ExxonMobil Corp. executives on Thursday called on U.S. officials to lift restrictions to export domestic oil and to continue approving applications to export liquefied natural gas (LNG).

The oil major has advocated for free market expansion to allow LNG exports from North America, and this year executives have become more vocal (see Daily GPI, Sept. 26). ExxonMobil owns stakes in proposed LNG export facilities in Texas and Alaska and is considering one for British Columbia. As well, its petrochemical facilities fuel substantial growth along the Gulf Coast.

During a discussion Thursday of the producer’s annual “Outlook for Energy: A View to 2040,” top executives continued to make their case (see Daily GPI, Dec. 12).

“We believe that free trade is good,” said corporate strategy chief Bill Colton. “I say this, and it’s a simple thing to say, but it gets lost in the discussion…Adam Smith explained the economics of trade over 200 years ago, which is that both importing countries and exporting countries win. It’s the ultimate win-win.

“At the same time, even back then, it was clear that whenever you try to expand trade, there’s always the protectionists’ views that come out…It’s so predictable; you should always expect that…But most countries get past that and understand that it’s all part of economic competitiveness.

“It’s like any other economic issue. You have the rule of law. You have the right principles, you’re going to get maximum economic output.”

There’s “no question” that expanding crude oil and gas trading would be good for the economy, he said. “I think it would be a surprise for anybody to show that more trade is not good.”

ExxonMobil has a team of 10 economists and researchers who compile the annual forecasts, including a “very high level study of supply/demand,” said Colton. The U.S. Department of Energy (DOE) “has talked about a 6 Bcf/d and a 12 Bcf/d case” for LNG exports from the United States. Including Canada’s proposed gas exports, makes the forecast much higher.

“It’s the power of markets” that helped create abundant natural gas stores in North America and which are helping to build huge amounts of natural gas liquids and oil, said Ken Cohen, who heads public and government affairs. “The incentive was there for the independent producers to go take the risk and produce and prove up the technology.

It wasn’t government policy. It was the power of markets and risking capital.”

Free markets should continue to be used as the basis for natural gas exports, he said.

“I find it interesting that there are some in Washington in policymaking roles who talk about finding the so-called ‘sweet spot’ where everyone is happy” in terms of exports. “We’re not that smart. Policymakers aren’t that smart. Markets are…over time.

“It’s the ruthless power of markets will determine what the spot is. But not policy.”

Healthy markets “should have imports and exports on an ongoing basis,” said Colton. ExxonMobil isn’t making the case that the United States not continue to import gas on some level.

“You can have, for instance, some imports coming into the East Coast and exports from the Gulf Coast and they can net to zero. But you still have lots of trade,” said Colton. “And you see that today. The U.S. is exporting products…and that’s a very healthy market.

“What you want to have is no constraints on trade, which will optimize economics for the U.S.,” he said. “We would like to hope that even in the year 2040 that we would have a very robust trade of both crude and natural gas products, imports and exports, whatever the net number is, because that’s what going to make the most sense for the U.S. economy.”

The executives were asked as to when ExxonMobil might become a significant gas exporter.

“The answer to that question isn’t in this room, it’s over at the Department of Energy,” said Cohen. “We are ready to go.”

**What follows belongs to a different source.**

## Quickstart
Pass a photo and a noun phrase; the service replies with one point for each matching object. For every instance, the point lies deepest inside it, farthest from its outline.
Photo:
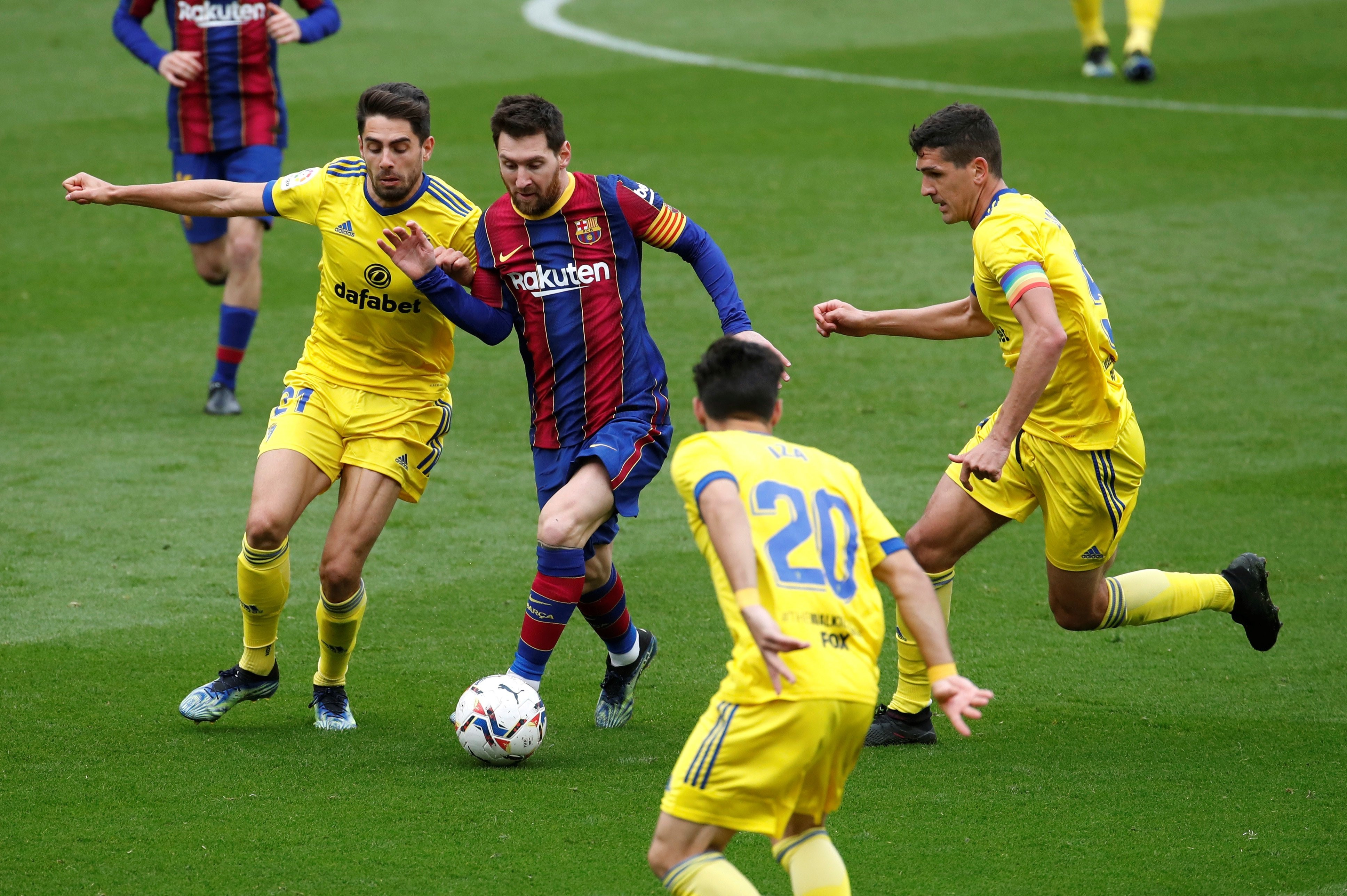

ExxonMobil economists expect LNG volumes to triple by 2040, with many regions becoming suppliers, including the United States. Most of the demand would be in Asia Pacific.

“Trade has always been important as the location of resources has always been different than the location of the demand,” said Colton. “It’s very important that oil and gas trade freely across international markets. Our outlook is that trade will become even more important in the future.”

North America is expected to shift from being a big oil and gas importer to a “fairly balanced position by 2030 as production grows significantly,” he said.

“Even more so than for oil, international trade of gas will become increasingly important as trading is expected to be two and a half times higher by 2040…and most of this will be LNG.”

If all goes to plan and free markets rule the day, North America would shift from being a net importer to a net exporter by 2020 as production gains outpace demand. European gas imports are expected to increase by about 60%. Russia/Caspian continues to be a significant exporter, with flows likely to grow by 170%. The Middle East and Africa will continue to be exporters. “We see Asia Pacific will become much more dependent on imports, which are likely to grow by about 500%,” Colton said.